Saturday 8 March 2008

Ask and ye shall receive...

I wondered out aloud if Mike Klein might explain his insights a bit more and now, over at CommsOffensive325, he has done so...

I urge you to go and read it all, I largely agree with it all and I suppose should be kicking myself that I didn't blog about it first. But then, I don't think blogging has the same definitive status as publishing in a journal.

I came to similar conclusions using different language, Mike casts his argument using the language of knowledge management. For me, I simply observed in my work that "traditional internal communicators" largely have no view on what I called "information communication."

i.e. To do your job, you require information (which forms part of Mike's "knowledge" category) from others around you. It might be data on previous sales if you're building a marketing model, or the latest data on current product performance if you're on a project to design the next generation of your company's offering.

Up to now, the theory and practice of how this information is communicated has been left to the IT department and business process consultants. And yet, this is the most critical element of "internal communication" in any business. Yes, engagement matters and yes, communication of strategy matters, but a business whose communication of "business information" isn't working rarely survives.

Anyway, as I understand it, this is covered as part of the "knowledge" category in Mike's exposition. So he's got me behind him there, I think that integrating the "management" of various portions of communication in the business is definitely the way forward. And whoever wants to be in charge of "internal communication" needs to address all the categories in play, the old days of being a specialist department in just one are coming to an end.

On to some details of what Mike talked about (you probably need to read his piece for this to make sense):

He outlines three categories:

News/Direction: The information that tells people what to do and when. This flows mainly through formal internal communication and line management channels, and incorporates official definitions of the impacts of external news.
Opinion: This information is designed to influence the recipient and how he or she acts. It mainly comes informally from peers and colleagues but may also come from external stakeholders, or as embedded justification in official news and direction.

Knowledge: Knowledge is the information that tells an individual how to act effectively on the news and direction he/she receives. It is again generally found from peers and colleagues, though it can come as embedded instructions or can be harvested from databases and case studies.

First, it seems to me that "News" and "Direction" really deserve to be separate categories in a taxonomy. This resolves this issue about what employees like, because it's largely clear that "Direction" is the contentious category for employees and "News" is fairly welcome. (I must admit even this is not perfectly true, there are different personality types, some prefer to work independently, others prefer a greater degree of direction.)

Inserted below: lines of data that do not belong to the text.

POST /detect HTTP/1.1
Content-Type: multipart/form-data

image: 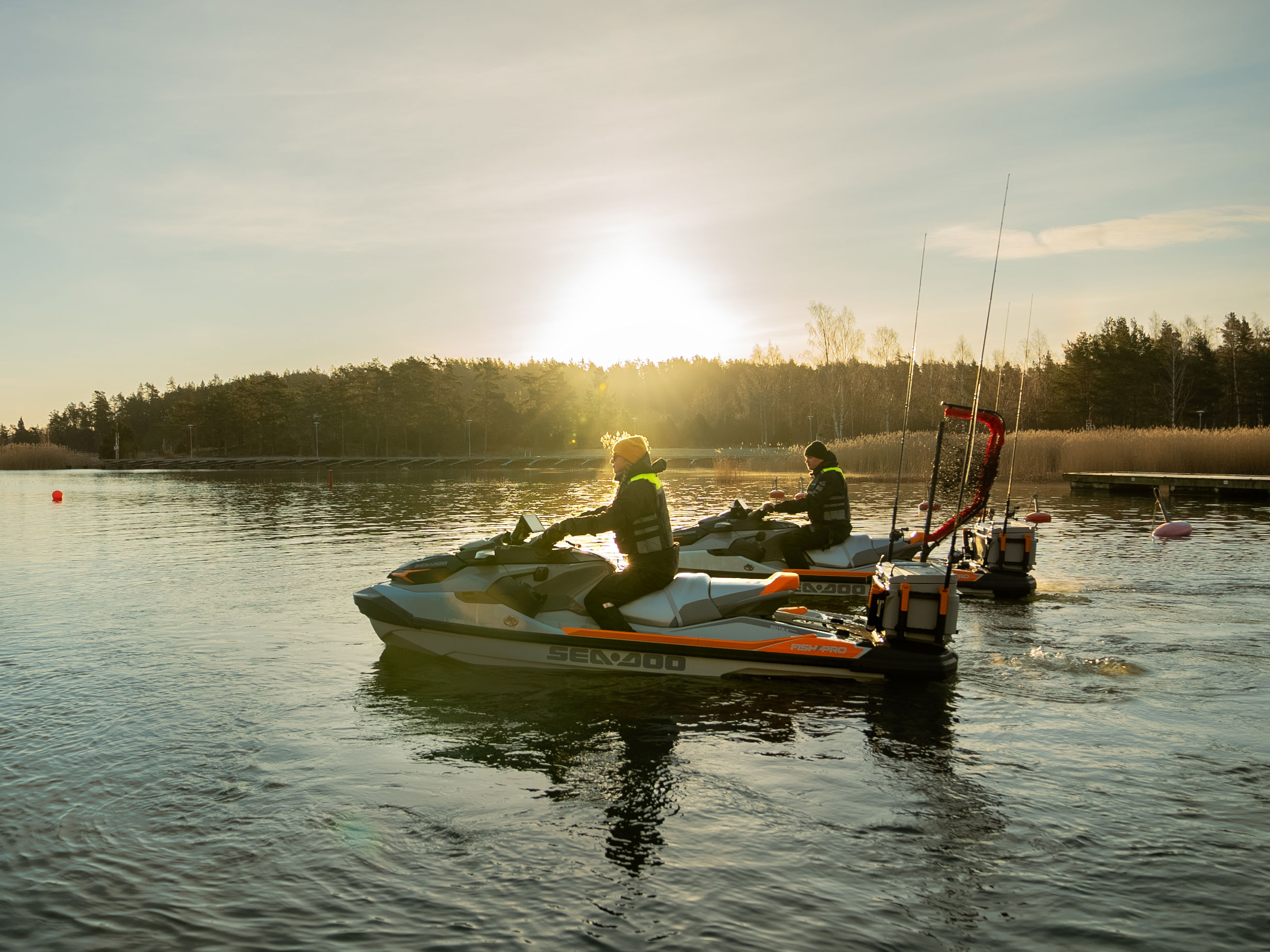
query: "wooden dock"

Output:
[1063,472,1270,498]
[98,447,790,472]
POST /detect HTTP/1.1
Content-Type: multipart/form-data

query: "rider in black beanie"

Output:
[763,439,851,569]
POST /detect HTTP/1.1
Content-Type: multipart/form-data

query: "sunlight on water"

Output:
[0,472,1270,952]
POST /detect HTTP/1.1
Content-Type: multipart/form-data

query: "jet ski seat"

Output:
[621,572,799,628]
[807,533,887,569]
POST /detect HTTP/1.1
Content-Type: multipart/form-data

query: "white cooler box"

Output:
[868,563,959,645]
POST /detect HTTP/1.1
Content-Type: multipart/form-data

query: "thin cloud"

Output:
[931,205,1270,259]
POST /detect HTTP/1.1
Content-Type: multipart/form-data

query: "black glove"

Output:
[533,519,569,548]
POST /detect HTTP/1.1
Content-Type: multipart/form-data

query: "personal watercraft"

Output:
[674,404,1037,598]
[353,514,958,681]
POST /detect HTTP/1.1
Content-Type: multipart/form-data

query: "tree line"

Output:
[0,303,1270,457]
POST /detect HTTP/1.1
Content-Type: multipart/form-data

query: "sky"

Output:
[0,0,1270,423]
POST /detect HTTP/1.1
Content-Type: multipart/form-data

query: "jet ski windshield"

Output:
[459,513,542,552]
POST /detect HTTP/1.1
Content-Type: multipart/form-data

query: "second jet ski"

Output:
[674,404,1037,598]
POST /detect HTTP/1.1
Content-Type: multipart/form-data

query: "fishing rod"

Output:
[944,175,1010,589]
[1001,295,1037,533]
[992,301,1011,410]
[887,235,926,563]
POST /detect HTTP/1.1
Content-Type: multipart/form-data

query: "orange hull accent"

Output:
[763,572,801,596]
[786,569,873,579]
[561,628,864,657]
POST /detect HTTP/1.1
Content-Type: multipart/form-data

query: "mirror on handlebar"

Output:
[511,513,542,546]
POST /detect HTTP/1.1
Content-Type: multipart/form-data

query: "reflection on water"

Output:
[359,648,999,888]
[0,472,1270,952]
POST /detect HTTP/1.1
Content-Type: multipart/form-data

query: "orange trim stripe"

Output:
[561,628,864,657]
[785,569,874,579]
[763,572,801,596]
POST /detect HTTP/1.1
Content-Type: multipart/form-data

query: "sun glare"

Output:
[536,245,737,364]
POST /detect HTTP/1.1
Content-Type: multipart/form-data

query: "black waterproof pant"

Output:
[781,522,851,569]
[583,547,679,631]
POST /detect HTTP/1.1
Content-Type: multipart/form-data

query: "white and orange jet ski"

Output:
[674,404,1037,598]
[353,515,958,681]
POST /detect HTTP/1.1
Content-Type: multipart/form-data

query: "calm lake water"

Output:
[0,472,1270,952]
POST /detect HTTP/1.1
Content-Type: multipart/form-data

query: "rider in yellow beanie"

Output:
[613,435,650,472]
[536,437,679,631]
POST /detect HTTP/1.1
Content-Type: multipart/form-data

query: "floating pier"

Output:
[98,447,790,472]
[1063,472,1270,499]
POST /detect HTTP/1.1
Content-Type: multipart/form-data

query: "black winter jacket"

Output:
[775,453,851,533]
[560,453,674,561]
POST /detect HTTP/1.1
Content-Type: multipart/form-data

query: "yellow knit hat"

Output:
[613,437,648,463]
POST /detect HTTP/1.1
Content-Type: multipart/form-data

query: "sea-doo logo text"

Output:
[797,582,868,596]
[547,645,688,671]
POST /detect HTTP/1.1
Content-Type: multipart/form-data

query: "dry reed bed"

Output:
[0,443,96,470]
[715,427,1270,481]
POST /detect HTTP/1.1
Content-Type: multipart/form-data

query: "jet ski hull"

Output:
[353,586,956,682]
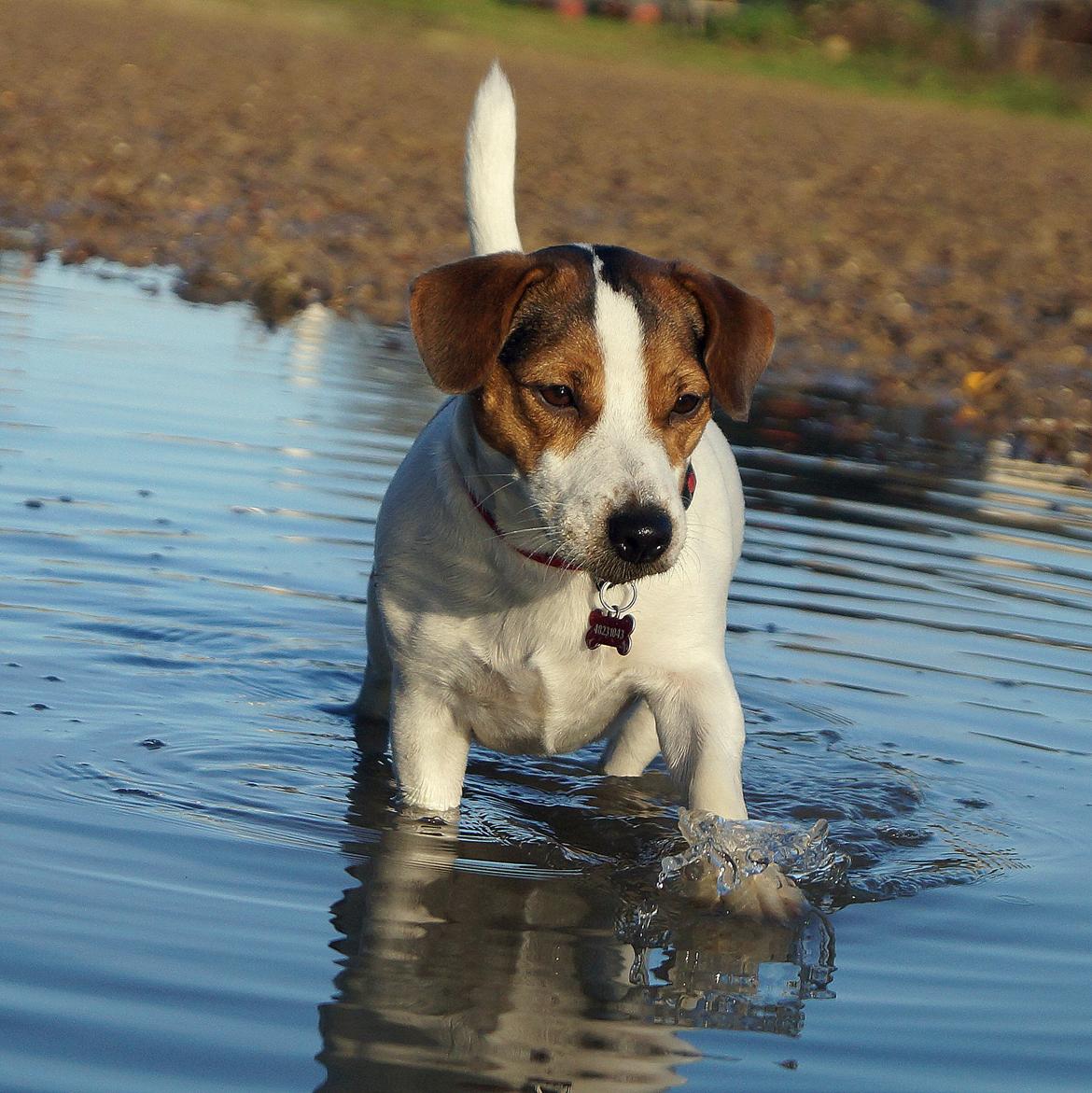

Mike asserts that his three categories of "News/Direction, Opinion, and Knowledge" often flow together, through the same channels and as part of the same acts of communication. And again, I have to say, he's dead on. As soon as you get down into the nitty-gritty of how communication occurs (as I do in my work looking at "cultural blockages" on communication) it's very clear that any communication pipelines that exist or are set up are used for all three purposes. Those that are not frequently find themselves neglected in employees day to day priorities.

This becomes all the more important as new technologies arise which have more "bandwidth" and allow more room for informal communication to exist. Social media is the "example du jour" of this, but I'd suggest that we can learn a lot from the way email has developed in organisation too.

I like Mike's approach a lot and I'd urge everyone to give it some thought.

 

2 comments:

Anonymous said...

Thanks much for this, Indy...

I purposely included news and direction in the same stream not because they are the same thing, but because the most often contained the stamp of officiality to them. Of course, news in reality comes from multiple sources and can influence all three areas (news/direction, opinion, and knowledge), but officiality is what's duly distinct from unofficial opinion and tacit knowledge...

Happy to discuss further.

Mike

Anonymous said...

Indy, I posted on Mike's blog as well. I've almost taken it for granted that there are connections between IC, engagement and KM. I keep coming back to the way organisations manage and structure themselves... a world where the head of KM "owns" knowledge management, the head of IC "owns" internal communication, the head of HR "owns" the people development agenda, and the head of marketing "owns" the brand.

How stupid is that, yet how many organisations do it that way?